2018年8月4日土曜日

城山三郎「辛酸」(昭和36年)

城山三郎「辛酸 田中正造と足尾鉱毒事件」の昭和54年角川文庫版の平成23年第33刷を手に入れた。100円。城山三郎にこんな本があるってこれを見るまで知らなかった。

自分、2015年春に渡良瀬遊水地に行ったとき谷中村の存在を初めて知った。そして過去3回ぐらい足尾にも行っている。いずれ足尾鉱毒事件と田中正造に関する本は読もうと思っていた。

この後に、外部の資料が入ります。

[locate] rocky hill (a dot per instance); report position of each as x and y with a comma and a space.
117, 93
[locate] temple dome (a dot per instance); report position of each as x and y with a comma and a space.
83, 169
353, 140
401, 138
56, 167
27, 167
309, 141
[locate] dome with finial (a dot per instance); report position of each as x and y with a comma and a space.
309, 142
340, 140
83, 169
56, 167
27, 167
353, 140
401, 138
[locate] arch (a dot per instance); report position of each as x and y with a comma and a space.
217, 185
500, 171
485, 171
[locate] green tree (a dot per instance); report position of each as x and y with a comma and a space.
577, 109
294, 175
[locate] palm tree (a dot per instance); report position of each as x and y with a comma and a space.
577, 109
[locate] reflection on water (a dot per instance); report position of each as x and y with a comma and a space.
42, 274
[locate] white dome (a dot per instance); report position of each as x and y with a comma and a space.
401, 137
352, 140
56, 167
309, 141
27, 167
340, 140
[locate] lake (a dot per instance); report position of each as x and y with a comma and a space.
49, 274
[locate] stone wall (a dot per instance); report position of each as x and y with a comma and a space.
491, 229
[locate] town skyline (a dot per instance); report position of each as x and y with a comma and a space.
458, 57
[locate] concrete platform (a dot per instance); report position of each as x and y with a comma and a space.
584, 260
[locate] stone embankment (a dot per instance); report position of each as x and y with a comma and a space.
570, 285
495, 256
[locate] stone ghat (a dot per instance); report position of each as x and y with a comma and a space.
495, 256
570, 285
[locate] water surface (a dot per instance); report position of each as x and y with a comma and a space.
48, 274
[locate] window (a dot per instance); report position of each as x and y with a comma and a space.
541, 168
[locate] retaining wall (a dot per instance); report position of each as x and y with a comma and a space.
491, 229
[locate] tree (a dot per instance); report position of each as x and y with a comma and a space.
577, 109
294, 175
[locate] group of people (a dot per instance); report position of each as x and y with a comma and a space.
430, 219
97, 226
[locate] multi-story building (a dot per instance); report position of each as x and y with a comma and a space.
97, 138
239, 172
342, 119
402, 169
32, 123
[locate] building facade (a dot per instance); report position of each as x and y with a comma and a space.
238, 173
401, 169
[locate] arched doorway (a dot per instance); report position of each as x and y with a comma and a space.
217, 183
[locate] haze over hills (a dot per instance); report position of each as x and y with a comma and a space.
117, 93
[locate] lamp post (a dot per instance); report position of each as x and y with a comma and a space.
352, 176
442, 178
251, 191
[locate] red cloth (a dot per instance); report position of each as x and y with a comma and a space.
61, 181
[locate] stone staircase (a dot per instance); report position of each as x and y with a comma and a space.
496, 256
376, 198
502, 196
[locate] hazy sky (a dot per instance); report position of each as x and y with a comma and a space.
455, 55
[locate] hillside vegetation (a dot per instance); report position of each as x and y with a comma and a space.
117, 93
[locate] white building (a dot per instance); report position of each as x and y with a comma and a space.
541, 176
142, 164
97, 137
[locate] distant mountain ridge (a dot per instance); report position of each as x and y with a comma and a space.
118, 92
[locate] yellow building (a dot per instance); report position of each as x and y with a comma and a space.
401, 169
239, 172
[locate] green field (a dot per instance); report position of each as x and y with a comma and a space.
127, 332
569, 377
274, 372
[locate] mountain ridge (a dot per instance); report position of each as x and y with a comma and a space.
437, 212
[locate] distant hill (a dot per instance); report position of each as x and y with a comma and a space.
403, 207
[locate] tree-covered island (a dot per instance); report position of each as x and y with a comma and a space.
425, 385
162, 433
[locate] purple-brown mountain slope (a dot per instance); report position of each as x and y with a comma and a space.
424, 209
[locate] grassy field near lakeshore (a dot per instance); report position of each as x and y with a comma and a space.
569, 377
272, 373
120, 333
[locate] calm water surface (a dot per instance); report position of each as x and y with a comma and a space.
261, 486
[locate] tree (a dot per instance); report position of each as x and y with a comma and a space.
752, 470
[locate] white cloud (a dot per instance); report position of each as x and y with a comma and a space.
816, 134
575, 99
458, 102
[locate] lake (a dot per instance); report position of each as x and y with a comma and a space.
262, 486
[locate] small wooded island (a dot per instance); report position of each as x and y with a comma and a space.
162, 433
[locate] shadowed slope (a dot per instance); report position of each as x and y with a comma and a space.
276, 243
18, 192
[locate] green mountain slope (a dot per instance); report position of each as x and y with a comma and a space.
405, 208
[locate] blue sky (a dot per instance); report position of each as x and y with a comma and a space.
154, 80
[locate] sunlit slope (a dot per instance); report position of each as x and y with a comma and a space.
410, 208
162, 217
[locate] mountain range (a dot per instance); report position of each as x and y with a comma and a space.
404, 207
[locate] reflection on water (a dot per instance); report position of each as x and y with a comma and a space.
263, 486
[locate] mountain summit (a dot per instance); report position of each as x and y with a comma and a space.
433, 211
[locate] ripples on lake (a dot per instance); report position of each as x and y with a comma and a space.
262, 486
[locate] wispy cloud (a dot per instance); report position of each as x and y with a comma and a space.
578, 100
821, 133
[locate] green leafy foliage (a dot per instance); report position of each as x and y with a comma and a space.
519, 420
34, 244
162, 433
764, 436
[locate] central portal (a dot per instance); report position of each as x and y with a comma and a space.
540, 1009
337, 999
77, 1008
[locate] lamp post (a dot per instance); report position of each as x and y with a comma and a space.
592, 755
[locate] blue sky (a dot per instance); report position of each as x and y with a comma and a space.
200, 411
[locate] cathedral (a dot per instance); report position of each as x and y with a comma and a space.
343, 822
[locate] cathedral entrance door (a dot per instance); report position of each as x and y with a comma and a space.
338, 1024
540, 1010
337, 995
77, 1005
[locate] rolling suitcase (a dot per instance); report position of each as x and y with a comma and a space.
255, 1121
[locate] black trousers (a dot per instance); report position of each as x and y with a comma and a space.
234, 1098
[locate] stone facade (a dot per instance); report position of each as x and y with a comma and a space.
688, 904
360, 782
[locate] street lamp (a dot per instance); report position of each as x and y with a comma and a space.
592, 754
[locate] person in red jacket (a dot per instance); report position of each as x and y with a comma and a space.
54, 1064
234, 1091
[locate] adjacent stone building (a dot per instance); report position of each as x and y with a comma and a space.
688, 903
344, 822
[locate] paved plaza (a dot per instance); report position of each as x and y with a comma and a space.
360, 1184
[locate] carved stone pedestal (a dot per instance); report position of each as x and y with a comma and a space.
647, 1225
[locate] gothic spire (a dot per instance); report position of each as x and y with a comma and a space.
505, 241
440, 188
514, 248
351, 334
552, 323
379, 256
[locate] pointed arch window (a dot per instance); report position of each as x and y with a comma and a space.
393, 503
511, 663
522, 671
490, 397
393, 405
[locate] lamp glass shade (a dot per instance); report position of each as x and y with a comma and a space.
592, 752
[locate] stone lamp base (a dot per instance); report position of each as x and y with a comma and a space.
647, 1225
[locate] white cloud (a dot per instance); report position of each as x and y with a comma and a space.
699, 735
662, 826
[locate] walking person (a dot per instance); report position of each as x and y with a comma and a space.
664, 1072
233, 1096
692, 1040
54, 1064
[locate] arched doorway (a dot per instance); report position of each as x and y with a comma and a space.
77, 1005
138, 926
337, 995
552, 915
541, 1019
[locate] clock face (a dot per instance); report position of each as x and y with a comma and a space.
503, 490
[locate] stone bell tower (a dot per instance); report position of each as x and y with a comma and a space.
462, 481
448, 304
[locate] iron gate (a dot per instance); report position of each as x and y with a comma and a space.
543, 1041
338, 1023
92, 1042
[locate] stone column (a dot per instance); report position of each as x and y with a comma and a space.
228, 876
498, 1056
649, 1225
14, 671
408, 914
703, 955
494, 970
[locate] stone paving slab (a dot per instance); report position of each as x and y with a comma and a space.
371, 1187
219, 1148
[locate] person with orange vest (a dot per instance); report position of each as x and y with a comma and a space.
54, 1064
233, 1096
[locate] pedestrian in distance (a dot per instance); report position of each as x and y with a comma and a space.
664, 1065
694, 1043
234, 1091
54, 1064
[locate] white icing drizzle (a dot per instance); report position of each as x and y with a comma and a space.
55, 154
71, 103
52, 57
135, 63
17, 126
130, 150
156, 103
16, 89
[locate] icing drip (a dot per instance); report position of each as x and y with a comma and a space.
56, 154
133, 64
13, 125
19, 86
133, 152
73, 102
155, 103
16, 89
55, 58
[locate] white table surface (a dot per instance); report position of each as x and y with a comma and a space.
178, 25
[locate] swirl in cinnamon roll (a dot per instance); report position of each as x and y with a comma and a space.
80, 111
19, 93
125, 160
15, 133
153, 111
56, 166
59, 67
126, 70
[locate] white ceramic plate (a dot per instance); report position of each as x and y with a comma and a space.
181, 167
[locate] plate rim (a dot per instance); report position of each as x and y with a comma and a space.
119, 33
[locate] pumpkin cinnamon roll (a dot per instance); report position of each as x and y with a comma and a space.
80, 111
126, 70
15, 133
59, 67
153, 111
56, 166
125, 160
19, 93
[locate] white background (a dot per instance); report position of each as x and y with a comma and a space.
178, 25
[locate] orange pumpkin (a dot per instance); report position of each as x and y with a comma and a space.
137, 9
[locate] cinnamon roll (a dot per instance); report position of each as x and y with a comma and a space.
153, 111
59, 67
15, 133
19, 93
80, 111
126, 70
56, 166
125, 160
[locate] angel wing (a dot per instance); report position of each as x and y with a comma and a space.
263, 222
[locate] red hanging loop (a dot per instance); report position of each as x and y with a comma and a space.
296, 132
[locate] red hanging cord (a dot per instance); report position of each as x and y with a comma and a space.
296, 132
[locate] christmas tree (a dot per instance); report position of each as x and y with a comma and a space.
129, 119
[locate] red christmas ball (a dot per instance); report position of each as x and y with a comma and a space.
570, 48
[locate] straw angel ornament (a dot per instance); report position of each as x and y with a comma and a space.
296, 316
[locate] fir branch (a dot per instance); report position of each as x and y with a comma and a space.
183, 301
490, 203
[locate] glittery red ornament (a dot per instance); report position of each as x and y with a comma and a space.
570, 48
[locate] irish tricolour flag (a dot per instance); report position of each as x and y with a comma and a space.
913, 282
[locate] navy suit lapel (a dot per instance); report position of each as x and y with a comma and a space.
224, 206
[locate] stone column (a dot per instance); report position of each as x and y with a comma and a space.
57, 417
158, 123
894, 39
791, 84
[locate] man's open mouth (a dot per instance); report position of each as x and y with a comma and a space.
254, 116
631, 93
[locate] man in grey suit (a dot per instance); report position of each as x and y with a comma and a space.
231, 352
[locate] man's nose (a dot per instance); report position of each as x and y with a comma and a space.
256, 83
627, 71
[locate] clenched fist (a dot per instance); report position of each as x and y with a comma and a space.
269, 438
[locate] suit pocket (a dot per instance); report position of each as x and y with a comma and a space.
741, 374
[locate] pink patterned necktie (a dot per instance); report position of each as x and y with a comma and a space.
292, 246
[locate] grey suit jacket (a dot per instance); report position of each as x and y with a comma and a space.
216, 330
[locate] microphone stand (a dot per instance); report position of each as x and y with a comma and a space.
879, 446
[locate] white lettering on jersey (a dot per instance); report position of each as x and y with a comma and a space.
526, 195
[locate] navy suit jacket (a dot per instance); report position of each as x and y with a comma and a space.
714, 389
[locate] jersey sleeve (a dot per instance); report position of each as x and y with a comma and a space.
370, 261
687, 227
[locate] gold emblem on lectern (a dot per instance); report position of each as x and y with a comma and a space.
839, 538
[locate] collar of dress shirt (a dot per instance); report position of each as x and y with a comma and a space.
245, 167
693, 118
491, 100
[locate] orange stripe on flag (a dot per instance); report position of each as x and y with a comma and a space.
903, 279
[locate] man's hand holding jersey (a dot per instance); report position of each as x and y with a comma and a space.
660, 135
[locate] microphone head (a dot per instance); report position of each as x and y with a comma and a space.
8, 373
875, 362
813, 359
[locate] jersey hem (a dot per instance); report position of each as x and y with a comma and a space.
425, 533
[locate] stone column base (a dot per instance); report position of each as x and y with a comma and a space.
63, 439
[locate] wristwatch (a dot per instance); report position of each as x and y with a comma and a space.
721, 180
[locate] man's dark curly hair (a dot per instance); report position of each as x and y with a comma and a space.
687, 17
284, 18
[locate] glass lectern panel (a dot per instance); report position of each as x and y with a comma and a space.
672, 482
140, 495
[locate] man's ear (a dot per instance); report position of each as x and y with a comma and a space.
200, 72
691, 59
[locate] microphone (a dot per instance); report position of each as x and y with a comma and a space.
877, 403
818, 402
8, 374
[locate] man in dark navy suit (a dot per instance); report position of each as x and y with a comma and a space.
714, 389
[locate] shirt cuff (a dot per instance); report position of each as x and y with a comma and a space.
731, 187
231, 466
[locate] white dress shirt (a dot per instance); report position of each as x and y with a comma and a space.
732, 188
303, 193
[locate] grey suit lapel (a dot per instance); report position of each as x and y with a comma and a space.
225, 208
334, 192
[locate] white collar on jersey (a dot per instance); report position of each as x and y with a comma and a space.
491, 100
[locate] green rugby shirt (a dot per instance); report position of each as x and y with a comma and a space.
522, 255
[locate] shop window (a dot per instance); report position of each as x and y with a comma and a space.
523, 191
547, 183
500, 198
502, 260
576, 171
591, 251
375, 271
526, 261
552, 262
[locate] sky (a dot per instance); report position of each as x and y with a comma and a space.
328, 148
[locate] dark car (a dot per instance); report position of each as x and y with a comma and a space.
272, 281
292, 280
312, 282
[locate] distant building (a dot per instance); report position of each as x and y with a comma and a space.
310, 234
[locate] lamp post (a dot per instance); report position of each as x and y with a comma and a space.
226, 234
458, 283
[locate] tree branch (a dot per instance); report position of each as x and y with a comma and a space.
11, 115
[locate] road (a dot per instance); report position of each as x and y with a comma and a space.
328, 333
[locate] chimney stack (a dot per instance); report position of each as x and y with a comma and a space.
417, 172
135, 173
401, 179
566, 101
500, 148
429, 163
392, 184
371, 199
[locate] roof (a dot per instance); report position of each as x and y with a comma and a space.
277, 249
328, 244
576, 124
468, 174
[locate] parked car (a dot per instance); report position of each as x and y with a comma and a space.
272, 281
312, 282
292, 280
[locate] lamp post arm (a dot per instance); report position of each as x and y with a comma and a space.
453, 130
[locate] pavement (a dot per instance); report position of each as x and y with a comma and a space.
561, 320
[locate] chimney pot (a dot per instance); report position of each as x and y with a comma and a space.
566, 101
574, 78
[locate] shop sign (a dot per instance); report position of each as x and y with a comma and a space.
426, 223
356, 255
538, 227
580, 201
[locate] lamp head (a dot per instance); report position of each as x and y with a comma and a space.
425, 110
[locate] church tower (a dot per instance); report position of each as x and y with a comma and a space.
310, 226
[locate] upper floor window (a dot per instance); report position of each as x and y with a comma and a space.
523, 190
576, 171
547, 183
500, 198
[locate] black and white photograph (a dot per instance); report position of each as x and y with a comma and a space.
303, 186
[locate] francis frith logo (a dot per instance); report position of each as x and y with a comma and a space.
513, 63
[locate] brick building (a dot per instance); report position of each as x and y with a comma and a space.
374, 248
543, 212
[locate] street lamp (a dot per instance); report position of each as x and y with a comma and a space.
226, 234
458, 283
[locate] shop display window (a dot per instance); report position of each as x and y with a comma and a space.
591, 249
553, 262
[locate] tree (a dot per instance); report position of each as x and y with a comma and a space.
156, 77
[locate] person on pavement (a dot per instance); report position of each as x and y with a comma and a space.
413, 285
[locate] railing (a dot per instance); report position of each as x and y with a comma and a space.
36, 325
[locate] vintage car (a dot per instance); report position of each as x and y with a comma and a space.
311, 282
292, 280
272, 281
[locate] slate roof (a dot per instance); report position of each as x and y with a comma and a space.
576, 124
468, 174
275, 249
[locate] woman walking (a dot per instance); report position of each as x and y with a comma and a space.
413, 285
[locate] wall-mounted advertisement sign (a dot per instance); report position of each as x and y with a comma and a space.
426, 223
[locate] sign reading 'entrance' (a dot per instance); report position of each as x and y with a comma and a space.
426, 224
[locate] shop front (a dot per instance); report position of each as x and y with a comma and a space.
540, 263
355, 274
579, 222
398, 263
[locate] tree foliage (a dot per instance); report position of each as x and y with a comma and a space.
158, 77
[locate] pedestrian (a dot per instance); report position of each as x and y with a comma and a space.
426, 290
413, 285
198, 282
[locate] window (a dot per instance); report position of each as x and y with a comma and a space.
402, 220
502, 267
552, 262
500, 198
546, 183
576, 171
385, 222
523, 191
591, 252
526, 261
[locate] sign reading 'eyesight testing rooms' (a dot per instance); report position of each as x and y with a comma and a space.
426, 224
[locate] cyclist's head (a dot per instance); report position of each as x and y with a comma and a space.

巻末解説によれば城山三郎が「辛酸」を中央公論に発表した昭和36年に、まだ田中正造はほんの一部にしか知られていなかったらしい。それどころかこの時代はまだ「公害」という言葉すら世間にはなじみがなかったという。まじか。

しかもこの本は第1部で田中正造の闘争と活躍が終わり世間から忘れられ悲惨な野垂れ死にをするまで、第2部はその後が描かれている。
歴史ドキュメンタリーというより城山が田中の晩年にクローズアップした小説。足尾鉱毒事件のことを詳しくしろうという目的には馴染まないが、その時代は感じられる。

第一部では立ち退きを拒否して谷中村にとどまった村人たちの悲惨な生活が描かれる。国と県は留まった村人の家屋の破壊までしていた!

適切な補償がなされていないために村人も金を受け取ってどこかに行くというわけにもいかない。村人の分断を謀って飴と鞭。雨が降ってるのに家がない村人の生活が悲惨。政府も官憲も冷酷非情なマシーンと化してる。大隈重信は何をやっている!明治も現代もたいして変わってない。

「辛酸」というタイトルがぴったり。県の役人、警察の嫌がらせとかほんとに酷い。読んでいてひたすらつらい。明治時代の貧しい農民たちが日々生活するだけでやっとなのに訴訟とか陳情とか絶望すぎる。